Rita continuou descendo e foi chegando naquela parte, ela puxou as calças de Rael junto com a cueca, liberando ele. No mesmo instante, ela parou olhando aquela coisa dura e grossa pulsando diante dela.

― Nossa, você é bem grande para alguém da sua idade. ― disse ela com uma voz tão sexy que deixava Rael ainda mais tenso.

Rael olhava Rita com expectativa enquanto via ela segurar ele com as duas mãos, ela sacou a cabeça e mergulhou os lábios sobre ele. Rael claro que nunca tinha tido tal experiência ficou surpreso, mas no momento que sentiu os lábios macios dela e a boca quente beijando, esfregando a língua na cabeça, ele simplesmente pirou. Rael fechou os olhos e soltou um baixo gemido enquanto apertava os panos da cama. Ele não pensou que a boca também poderia ser usada naquele sentido.

Rita estava passando a língua e chupando, ela também brincava com as mãos fazendo carinho enquanto continuava alisando Rael.

Conforme ela chupava ela percebeu que Rael estava vibrando um pouco mais que o comum, então ela apertou a cabeça de Rael com o polegar impedindo que ele continuasse o que estava perto de fazer.

― Nem começamos e você já quer gozar? ― perguntou ela. Rael ficou respirando na cama tentando relaxar.

― Eu nunca tinha feito desse jeito. ― disse Rael. Rita continuou segurando a cabeça de baixo dele com o polegar.
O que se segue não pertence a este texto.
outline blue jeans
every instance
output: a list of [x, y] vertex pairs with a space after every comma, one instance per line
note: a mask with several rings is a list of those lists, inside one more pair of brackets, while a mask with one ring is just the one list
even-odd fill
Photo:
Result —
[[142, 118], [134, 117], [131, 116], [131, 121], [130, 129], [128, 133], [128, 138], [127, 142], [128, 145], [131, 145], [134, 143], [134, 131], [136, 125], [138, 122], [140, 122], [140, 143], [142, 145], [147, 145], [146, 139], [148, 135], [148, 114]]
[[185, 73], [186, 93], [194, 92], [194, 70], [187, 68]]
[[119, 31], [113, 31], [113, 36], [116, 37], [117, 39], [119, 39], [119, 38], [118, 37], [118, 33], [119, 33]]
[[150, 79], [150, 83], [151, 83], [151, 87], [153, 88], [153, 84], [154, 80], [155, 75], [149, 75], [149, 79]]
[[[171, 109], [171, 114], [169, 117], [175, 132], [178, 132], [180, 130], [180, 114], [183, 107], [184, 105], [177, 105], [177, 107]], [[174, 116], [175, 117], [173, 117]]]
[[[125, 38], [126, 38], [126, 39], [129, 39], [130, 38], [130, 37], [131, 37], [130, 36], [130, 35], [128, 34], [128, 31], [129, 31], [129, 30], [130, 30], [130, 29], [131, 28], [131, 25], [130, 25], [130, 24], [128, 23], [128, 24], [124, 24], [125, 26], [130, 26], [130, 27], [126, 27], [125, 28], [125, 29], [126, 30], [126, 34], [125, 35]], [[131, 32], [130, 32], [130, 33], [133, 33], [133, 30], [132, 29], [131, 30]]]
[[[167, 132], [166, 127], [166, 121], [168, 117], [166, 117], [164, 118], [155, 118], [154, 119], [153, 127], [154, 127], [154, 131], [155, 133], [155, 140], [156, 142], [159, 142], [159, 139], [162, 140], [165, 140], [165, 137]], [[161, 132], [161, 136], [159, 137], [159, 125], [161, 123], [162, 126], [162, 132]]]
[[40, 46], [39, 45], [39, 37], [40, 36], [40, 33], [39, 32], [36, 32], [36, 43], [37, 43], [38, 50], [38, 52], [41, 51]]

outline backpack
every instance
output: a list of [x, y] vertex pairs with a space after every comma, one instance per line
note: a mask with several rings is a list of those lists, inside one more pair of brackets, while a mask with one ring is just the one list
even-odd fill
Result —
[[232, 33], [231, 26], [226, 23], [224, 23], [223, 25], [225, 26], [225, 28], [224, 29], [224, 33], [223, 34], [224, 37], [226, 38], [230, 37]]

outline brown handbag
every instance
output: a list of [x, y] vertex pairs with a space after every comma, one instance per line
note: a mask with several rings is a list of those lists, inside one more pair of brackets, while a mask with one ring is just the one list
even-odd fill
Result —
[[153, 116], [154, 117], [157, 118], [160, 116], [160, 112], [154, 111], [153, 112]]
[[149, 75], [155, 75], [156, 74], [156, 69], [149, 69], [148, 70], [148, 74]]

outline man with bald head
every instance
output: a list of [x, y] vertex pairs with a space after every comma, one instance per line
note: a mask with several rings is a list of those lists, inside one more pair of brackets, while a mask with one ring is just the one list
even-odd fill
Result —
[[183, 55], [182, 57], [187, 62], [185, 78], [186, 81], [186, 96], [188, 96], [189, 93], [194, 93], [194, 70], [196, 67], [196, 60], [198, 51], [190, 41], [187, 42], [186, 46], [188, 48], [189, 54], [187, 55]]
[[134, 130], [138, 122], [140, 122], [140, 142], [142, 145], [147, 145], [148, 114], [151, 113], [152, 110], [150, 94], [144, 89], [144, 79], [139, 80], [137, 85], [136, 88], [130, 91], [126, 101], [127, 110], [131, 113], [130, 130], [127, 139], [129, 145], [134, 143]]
Depois que ela percebeu que ele se acalmou ela soltou o garoto e subiu escalando Rael novamente.

― Então, porque você não treina comigo? ― perguntou ela e se ajoelhou por cima do rosto de Rael, ficando com um joelho de cada lado. Ela forçava a dela rosada contra o rosto dele, se apoiando com os joelhos, pernas e mãos. Rael podia ver bem a dela peluda em sua frente, ele entendeu o que ela queria. Mesmo começando com um pouco de timidez, ele levantou as mãos agarrando a bunda dela e avançou com a língua. O gosto que ele sentiu era um tanto peculiar, nem chegava a ser azedo nem doce é claro, era um pouquinho salgado mas nem tanto, tinha também um cheiro de sabonete. Rael começou timidamente com a língua e conforme Rita gemia, ele foi criando mais coragem e avançando a língua para dentro da dela. As vezes ele deslizava por fora, pelas beiras dos lábios laterais, as vezes por dentro. Rita deixou que ele brincasse da maneira dele com a dela por um tempo, depois achou melhor dar algumas dicas.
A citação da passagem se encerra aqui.